Déclassée, listed as Déclassé on some posters, is a 1925 American silent drama film of manners produced and released by First National Pictures in association with Corinne Griffith as executive producer. Griffith also stars in the production which was directed by Robert G. Vignola and based on the 1919 play of the same name by Zoë Akins that starred Ethel Barrymore.

A young and unknown Clark Gable made an uncredited appearance.

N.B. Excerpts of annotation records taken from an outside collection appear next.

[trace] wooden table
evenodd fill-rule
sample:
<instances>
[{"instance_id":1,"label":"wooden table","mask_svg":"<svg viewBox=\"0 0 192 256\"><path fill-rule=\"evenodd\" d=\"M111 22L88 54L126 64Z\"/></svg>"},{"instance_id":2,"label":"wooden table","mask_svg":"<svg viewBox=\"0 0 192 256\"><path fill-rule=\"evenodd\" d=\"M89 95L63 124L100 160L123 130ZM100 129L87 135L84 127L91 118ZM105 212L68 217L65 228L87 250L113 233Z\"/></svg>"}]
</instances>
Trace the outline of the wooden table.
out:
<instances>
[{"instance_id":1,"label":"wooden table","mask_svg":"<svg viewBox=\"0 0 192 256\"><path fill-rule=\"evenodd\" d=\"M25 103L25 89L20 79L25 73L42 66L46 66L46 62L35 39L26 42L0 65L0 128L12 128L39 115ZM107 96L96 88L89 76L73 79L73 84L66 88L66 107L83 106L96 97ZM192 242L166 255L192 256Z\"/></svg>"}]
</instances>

The film was remade as an early talkie in 1929 titled Her Private Life starring Billie Dove.

==Plot==
As described in a film magazine review, Lady Helen, married to Sir Bruce, finds in Ned Thayer's companionship the one spark of joy in her life. Ned is forced by his sister-in-law to help her cheat at cards, under the threat to show Sir Bruce a letter in which Lady Helen avows her love for Ned. Lady Helen sees the card cheating and forces Ned to apologize to Sir Bruce. The letter is then given to Sir Bruce, who divorces his wife. Through the resulting scandal, Helen becomes déclassé in London society, and drifts to New York City, where the wealthy Rudolph Solomon pursues her to become his mistress. When she is about to succumb, being at the end of her resources, at the last moment she throws herself under an automobile. Ned Thayer, having returned, rescues her and the promise of their union finally comes true.

==Preservation==
A print of this film resides in the British Film Institute National Archive with a trailer surviving at the Library of Congress.